Three Hits, One Miss for the Supreme Court

The end-of-session decisions of the Supreme Court reinforce the adage that elections matter.

A vote for Donald Trump in 2016, despite his character flaws, led to a Supreme Court that overturned the Chevron case, and, with it, the ability of unelected bureaucrats in the deep state who have, for decades, been burdening Americans with often costly and draconian regulations.

For decades, conservatives have been complaining that unelected bureaucrats have been imposing their political biases through deep-state mandates that far exceeded the intent of Congress when the laws were written.

Well-intentioned, simple tweaks from bureaucratic agency leaders wound up costing the average consumer an additional $3,000 on the purchase of a car.

The litigation that led to Chevron’s overhaul was initiated by fishermen who balked at the feds forcing them to have to pay for federal agents to accompany them on their boats to monitor their catch.

We’re not sure how those fishermen voted way back in 2016, but a Hillary Clinton victory would have tilted the court in a way that would not have ended well for them.

The court also injected common sense into the homeless issue. Far-left courts had backed the ACLU’s ludicrous position that homeless people could set up encampments on city streets and in city parks. The issue finally got to the Supreme Court where the six conservative justices overruled three lefties who would have left cities powerless to stop the encampments and the drug dens that accompanied them.

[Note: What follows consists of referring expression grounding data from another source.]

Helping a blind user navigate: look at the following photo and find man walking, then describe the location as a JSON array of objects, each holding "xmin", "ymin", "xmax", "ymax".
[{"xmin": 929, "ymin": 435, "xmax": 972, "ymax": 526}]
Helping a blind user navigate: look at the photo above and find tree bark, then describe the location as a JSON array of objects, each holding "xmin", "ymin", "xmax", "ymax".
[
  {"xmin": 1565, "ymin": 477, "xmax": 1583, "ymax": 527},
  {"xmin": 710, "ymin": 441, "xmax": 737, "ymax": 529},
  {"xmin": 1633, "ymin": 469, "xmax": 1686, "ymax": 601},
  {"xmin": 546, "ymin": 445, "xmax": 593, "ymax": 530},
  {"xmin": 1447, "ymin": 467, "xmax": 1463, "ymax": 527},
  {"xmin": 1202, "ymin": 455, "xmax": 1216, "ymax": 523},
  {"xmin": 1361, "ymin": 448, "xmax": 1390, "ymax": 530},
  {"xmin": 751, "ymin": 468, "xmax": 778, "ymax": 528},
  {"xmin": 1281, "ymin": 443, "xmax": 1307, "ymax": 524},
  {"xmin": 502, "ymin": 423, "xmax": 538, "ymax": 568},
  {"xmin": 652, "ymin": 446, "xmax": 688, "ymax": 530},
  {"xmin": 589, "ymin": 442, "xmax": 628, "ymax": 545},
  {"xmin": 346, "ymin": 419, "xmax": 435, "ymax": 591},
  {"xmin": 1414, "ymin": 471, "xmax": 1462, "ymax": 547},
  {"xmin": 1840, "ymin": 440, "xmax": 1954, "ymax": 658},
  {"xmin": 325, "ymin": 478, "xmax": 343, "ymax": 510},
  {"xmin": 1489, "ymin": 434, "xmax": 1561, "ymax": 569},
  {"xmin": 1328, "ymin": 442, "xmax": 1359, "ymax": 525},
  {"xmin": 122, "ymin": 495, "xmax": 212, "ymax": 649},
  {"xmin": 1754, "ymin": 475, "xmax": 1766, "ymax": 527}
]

The most controversial decision was the court’s ruling on immunity. In the end, they split the baby, which is what most legal scholars predicted. That didn’t stop the crazy leftist mainstream media to parrot Democrat leadership crying that this was an affront to democracy and that it absolved a president from being prosecuted for murder or just about anything else. What nonsense. The court clearly said that a president could be prosecuted for criminal acts that were outside the scope of what could be considered an official act. Immunity was wisely upheld for official acts. All future and even past presidents should be relieved.

Take Trump out of the picture for a moment. If the liberal media had its way, the door would be open to prosecute former president Barack Obama for ordering the assassination of a hostile actor who nevertheless was an American citizen and Joe Biden would be open season for Republicans, who want him prosecuted or paroling millions of illegal aliens into our country.

The court made a major error, however, by refusing to rule on the merits regarding the administration’s First Amendment violation of threatening, or colluding with, social media companies to remove posts that they, the government, didn’t like.

The court disappointed many by punting on making a decision on the merits by claiming that the various attorneys general bringing the suit did not have standing to sue.

Biased newspapers, including the AP, misleadingly claimed that the Supreme Court exonerated the administration, but nothing could be further from the truth. This was not a validation of their unconstitutional actions. Nevertheless, the decision left us scratching our heads. If attorneys general cannot sue on behalf of the free speech of all of its citizens, who can? It cannot be forgotten that a federal District Court held that the Biden administration’s actions in this matter constituted the greatest violation of the First Amendment in our nation’s history. That is saying something. And the Supreme Court did nothing about it.

This issue is not over with, but it’s a major setback for those who want to maintain free speech in America. The party that claims to be the champions of democracy have been found by a district court to have engaged in the suppression of free speech.

This case will likely be revisited at a later time. The composition of the court matters, and so do the elections that ultimately determine the makeup of the court.